Optical Character Recognition, or OCR, is a technology that can enable a computer to look at pictures that include text, and translate those visual representations of text into actual text. If you have words within images on your web pages, there’s a good chance that search engines are ignoring those words, when it comes to indexing your pages.
But that might change sometime in the future.
While OCR has been around for a while, search engines haven’t been using the technology when crawling and indexing the content of Web pages. Google’s webmaster guidelines tell us:
Try to use text instead of images to display important names, content, or links. The Google crawler doesn’t recognize text contained in images. If you must use images for textual content, consider using the “ALT” attribute to include a few words of descriptive text.

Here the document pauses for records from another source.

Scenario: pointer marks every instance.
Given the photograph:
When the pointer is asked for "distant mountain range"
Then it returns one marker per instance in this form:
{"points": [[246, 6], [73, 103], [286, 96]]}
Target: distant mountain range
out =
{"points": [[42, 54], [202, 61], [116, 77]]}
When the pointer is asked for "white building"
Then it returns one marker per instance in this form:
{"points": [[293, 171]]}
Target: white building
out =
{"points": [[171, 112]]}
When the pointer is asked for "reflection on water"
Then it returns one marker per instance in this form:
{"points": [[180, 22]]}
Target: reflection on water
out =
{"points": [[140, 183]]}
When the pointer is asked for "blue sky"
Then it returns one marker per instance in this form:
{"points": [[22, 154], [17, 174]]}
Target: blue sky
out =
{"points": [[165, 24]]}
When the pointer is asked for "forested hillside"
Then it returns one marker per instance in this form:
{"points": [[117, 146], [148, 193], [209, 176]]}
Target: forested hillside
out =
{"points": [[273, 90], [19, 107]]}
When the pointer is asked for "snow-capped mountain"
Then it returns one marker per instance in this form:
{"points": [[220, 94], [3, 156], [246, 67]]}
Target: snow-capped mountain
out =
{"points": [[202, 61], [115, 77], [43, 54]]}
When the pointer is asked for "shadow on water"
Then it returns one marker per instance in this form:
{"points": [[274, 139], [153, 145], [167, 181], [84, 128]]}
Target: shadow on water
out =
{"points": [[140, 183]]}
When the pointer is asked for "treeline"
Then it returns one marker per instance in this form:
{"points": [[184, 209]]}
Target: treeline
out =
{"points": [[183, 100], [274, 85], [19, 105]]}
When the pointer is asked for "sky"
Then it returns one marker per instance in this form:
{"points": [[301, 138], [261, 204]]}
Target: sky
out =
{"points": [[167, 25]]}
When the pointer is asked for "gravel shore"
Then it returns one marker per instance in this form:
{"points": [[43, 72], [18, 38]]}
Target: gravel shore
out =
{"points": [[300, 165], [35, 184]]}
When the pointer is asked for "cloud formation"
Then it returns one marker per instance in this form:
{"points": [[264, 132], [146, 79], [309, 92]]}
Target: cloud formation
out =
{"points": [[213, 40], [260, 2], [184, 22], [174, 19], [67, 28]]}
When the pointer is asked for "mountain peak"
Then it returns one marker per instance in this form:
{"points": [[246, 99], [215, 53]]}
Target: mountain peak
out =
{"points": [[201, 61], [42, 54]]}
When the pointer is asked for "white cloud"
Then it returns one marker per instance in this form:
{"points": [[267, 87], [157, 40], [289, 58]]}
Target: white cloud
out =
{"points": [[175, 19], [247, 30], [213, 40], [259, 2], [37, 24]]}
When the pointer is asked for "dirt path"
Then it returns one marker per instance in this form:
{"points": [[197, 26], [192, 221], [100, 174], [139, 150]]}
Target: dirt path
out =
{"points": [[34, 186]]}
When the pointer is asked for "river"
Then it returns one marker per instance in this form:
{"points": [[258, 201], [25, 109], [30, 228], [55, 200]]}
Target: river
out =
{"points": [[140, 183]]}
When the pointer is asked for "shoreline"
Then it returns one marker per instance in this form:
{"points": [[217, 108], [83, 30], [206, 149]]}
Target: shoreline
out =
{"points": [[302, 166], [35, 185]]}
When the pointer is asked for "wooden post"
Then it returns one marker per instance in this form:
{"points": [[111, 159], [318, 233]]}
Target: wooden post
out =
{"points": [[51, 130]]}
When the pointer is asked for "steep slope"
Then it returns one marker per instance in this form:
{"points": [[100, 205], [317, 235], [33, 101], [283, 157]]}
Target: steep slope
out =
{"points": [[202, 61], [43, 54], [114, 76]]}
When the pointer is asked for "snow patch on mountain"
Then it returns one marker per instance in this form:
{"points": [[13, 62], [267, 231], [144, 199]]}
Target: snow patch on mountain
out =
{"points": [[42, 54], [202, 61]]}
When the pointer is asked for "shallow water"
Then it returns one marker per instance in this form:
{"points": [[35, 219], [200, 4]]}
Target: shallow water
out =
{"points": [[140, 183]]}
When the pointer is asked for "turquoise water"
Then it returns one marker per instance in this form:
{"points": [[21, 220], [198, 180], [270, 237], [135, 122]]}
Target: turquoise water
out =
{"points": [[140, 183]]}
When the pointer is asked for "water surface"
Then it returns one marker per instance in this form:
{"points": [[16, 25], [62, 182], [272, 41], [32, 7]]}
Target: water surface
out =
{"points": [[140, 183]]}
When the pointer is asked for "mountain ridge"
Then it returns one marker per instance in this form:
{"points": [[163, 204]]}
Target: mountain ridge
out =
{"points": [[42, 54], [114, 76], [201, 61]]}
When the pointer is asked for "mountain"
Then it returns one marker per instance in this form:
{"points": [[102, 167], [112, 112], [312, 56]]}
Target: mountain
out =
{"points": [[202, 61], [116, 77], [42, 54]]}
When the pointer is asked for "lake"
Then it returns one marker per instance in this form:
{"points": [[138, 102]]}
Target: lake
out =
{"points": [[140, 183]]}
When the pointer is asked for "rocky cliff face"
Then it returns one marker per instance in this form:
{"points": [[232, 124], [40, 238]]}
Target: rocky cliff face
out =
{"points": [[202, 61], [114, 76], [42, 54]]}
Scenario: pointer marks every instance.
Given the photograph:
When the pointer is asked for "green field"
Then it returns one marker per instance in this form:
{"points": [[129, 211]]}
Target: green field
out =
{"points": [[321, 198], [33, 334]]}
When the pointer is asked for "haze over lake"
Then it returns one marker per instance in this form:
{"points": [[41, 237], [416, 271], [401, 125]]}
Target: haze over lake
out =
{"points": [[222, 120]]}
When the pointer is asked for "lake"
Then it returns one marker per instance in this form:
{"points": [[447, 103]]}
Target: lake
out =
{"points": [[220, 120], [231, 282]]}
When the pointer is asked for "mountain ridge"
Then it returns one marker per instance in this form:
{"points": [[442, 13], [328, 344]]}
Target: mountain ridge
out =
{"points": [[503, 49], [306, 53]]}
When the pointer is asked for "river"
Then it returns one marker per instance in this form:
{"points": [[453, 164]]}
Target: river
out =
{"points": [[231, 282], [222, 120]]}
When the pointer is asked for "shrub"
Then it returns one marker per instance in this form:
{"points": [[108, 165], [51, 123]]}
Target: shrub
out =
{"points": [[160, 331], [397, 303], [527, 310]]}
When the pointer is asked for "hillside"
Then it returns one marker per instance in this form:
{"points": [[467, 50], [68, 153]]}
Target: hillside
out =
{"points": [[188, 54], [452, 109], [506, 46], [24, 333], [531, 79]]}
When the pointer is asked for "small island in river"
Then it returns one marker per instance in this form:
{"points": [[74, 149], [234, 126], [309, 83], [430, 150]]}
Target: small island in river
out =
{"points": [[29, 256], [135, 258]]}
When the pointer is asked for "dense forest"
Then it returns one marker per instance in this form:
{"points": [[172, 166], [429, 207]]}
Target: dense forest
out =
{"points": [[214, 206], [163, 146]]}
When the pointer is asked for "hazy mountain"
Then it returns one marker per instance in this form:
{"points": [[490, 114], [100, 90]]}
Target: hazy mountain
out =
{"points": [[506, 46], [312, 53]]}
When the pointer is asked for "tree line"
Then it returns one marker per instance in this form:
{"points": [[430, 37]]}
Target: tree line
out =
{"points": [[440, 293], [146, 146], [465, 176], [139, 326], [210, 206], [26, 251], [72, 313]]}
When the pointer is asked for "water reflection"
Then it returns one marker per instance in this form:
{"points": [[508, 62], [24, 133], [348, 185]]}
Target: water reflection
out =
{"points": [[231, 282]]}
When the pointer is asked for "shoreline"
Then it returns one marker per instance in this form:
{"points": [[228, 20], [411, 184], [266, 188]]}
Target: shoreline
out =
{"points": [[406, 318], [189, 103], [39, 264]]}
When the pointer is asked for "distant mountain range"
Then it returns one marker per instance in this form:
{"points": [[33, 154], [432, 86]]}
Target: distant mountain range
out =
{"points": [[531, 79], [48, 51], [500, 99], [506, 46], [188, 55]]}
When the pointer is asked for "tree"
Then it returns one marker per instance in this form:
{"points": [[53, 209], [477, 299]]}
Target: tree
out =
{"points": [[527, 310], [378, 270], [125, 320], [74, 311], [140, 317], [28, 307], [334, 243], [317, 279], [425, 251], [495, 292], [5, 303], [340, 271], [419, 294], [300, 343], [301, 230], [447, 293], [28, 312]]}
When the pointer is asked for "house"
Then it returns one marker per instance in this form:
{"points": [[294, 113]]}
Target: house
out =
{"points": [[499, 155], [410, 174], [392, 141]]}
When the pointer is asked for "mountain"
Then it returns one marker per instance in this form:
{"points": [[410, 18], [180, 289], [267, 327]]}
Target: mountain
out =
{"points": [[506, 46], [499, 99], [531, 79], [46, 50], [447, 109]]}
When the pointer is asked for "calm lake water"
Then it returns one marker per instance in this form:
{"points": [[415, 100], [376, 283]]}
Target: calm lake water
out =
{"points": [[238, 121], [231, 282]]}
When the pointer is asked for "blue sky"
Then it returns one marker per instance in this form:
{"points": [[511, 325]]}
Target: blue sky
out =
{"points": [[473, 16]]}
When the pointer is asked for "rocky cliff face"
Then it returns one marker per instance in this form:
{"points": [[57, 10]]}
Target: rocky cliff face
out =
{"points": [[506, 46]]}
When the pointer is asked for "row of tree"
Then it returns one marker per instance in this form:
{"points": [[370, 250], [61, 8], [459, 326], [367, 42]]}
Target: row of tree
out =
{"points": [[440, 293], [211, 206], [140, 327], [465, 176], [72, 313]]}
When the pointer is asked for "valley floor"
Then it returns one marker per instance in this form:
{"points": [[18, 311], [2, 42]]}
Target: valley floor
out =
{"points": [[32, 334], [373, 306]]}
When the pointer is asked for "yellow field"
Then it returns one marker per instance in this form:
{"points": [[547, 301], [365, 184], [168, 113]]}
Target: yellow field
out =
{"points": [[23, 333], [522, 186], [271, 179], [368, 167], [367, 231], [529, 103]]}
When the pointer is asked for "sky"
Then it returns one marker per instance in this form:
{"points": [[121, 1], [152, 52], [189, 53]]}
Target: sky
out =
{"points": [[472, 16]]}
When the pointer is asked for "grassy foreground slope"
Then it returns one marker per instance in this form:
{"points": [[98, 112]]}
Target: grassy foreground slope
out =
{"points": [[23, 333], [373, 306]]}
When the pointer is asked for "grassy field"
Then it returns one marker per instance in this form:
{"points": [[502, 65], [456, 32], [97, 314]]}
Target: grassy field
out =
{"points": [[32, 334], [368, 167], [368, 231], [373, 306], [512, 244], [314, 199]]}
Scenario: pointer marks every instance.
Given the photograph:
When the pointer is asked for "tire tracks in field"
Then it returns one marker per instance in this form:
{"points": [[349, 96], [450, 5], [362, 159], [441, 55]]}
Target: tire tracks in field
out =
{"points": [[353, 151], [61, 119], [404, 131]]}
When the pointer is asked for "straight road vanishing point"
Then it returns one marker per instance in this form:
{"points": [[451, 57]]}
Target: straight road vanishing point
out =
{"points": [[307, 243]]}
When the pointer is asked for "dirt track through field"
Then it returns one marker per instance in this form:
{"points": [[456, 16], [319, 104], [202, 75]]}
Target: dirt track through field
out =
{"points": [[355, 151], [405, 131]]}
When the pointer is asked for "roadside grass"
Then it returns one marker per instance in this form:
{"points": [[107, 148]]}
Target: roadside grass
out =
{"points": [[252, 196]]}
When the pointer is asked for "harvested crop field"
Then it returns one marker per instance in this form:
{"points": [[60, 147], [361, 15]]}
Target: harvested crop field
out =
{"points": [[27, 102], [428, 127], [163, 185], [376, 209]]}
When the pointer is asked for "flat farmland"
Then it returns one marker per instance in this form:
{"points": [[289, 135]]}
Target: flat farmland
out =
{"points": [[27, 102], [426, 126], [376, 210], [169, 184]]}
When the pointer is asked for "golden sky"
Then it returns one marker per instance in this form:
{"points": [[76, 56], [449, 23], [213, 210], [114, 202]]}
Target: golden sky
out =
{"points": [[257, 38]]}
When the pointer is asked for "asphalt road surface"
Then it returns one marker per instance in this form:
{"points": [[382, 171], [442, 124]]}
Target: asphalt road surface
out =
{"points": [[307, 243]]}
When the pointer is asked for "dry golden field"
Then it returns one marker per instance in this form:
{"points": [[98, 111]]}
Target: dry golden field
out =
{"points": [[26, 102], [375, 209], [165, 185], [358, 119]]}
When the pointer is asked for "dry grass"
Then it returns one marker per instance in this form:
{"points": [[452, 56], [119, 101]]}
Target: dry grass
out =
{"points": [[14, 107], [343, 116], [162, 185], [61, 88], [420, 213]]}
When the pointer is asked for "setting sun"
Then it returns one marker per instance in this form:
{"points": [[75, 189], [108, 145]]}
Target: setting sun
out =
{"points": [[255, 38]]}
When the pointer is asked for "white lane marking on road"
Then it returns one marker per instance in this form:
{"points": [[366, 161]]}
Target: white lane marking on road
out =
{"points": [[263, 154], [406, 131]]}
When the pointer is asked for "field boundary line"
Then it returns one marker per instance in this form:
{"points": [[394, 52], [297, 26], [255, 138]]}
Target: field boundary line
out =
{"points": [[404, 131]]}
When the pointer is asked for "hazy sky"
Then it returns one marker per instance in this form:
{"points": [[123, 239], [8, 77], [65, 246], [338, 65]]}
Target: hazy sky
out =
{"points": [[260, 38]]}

Yahoo’s page, How to Improve the Position of Your Website in Yahoo! Search Results provides the following tip:
Keep relevant text and links in HTML. Encoding your text in graphics or image maps can prevent search engines from finding the text or following links to your website’s other pages.
The Bing Webmaster Central pages gives this warning:
Don’t put the text that you want indexed within images. For example, if you want your company name or address to be indexed, make sure it isn’t displayed only inside an image of your company logo.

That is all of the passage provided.